L’hiver peut être vu comme un rappel que nous ne sommes pas maîtres de la nature. Les lois naturelles qui régissent le climat sont (encore) plus fortes que les rêves de puissance humaine. C’est dans ces moments que les leçons de Marc Aurèle et de ses compagnons stoïciens peuvent nous interpeller pour nous faire bénéficier de leur discernement. Si on les écoutait, on comprendrait que se lamenter est vain et que la sagesse consiste à accepter la saison au lieu de la maudire. Le monde, en effet, ne fonctionne pas en s’accordant à nos désirs, et l’hiver est là pour nous apprendre à être plus lucides.

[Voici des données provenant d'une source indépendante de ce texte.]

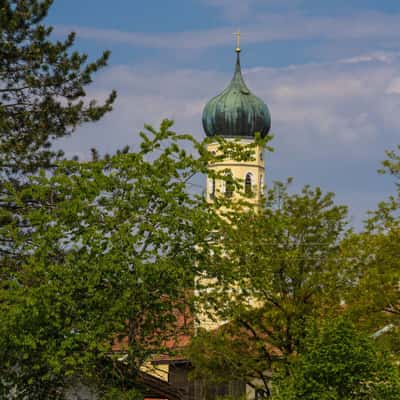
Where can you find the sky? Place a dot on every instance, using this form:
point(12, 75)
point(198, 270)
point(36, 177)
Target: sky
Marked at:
point(329, 71)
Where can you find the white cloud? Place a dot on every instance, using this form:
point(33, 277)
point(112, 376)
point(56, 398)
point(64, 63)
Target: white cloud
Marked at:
point(332, 121)
point(263, 28)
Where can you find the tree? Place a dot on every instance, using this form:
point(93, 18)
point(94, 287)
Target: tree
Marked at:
point(42, 89)
point(42, 98)
point(373, 266)
point(338, 362)
point(274, 268)
point(107, 270)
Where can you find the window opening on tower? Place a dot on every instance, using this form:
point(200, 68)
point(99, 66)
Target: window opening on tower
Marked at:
point(212, 188)
point(229, 185)
point(248, 182)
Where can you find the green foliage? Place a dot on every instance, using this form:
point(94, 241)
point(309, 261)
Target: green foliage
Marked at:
point(110, 256)
point(277, 267)
point(337, 362)
point(42, 89)
point(42, 97)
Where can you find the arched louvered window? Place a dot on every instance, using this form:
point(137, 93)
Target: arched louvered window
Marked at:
point(211, 188)
point(229, 185)
point(248, 184)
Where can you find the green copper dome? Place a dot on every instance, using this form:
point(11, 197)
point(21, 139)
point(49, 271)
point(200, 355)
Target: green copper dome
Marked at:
point(236, 112)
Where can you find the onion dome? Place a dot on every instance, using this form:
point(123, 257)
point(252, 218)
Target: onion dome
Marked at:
point(236, 112)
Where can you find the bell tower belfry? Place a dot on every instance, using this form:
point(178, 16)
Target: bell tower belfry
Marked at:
point(237, 114)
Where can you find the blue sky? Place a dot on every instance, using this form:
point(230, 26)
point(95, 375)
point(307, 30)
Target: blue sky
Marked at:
point(329, 71)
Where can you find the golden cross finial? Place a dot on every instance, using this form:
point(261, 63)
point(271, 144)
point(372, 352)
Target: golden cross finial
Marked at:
point(237, 40)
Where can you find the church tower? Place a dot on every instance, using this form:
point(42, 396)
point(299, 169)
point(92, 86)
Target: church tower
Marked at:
point(237, 114)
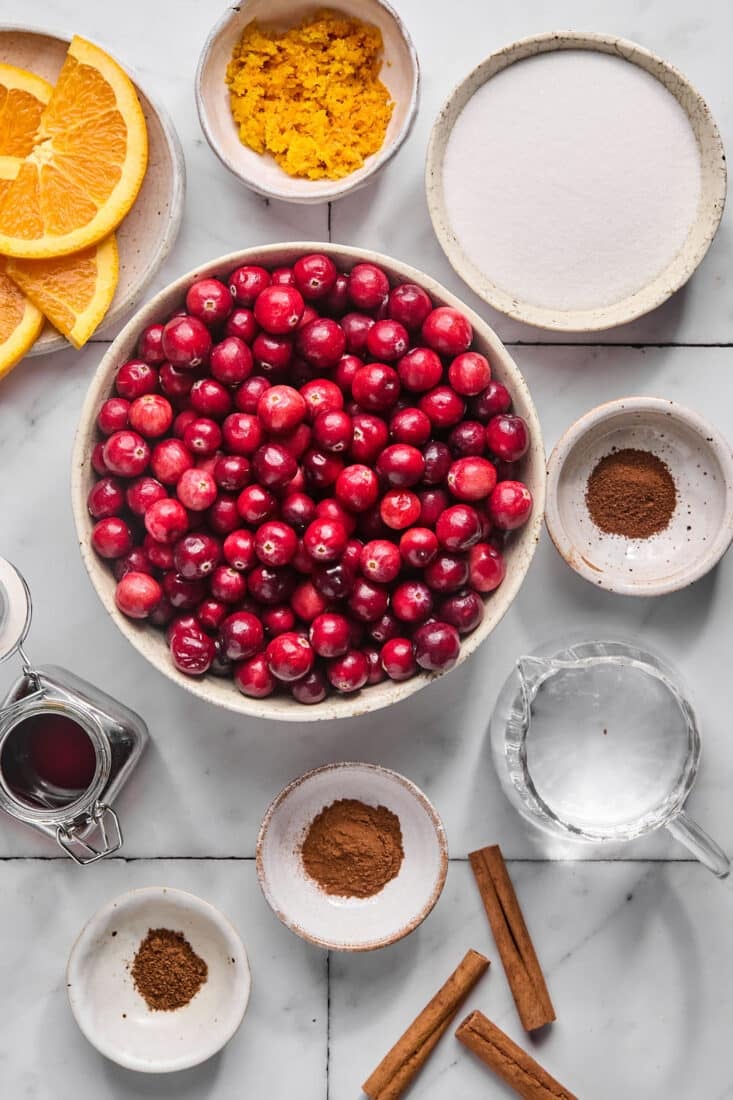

Quand le froid limite les échappatoires possibles vers des ambiances plus ou moins chaudes, il balaie aussi les illusions qui masquent certaines vérités occultées par la chaleur estivale. Dans les rudes conditions de l’hiver, nos mouvements sont restreints et, avec eux, l’accès à certains divertissements. Le divertissement étant, selon Pascal, un moyen de fuir la condition humaine, laquelle est misérable. Dans les affres de l’hiver, cette précarité, qu’on essaie d’oublier à coups de distractions, se manifeste avec encore plus d’acuité. C’est peut-être une autre cause de l’aversion que certains éprouvent à l’égard de l’hiver.

Le philosophe cynique Diogène est allé au-delà d’un simple attachement au froid : il en a fait un moyen de connaissance. Il bravait alors l’hiver en foulant la neige pieds nus, montrant ainsi que ce qu’on croyait indispensable relevait de conventions érigées en « nécessités ». L’hiver peut alors agir comme un révélateur de ce qui est vraiment essentiel, tout le reste n’est que décoration. Et quand ce superflu est écarté par le vent de l’hiver, la vie réelle peut apparaître avec plus de netteté.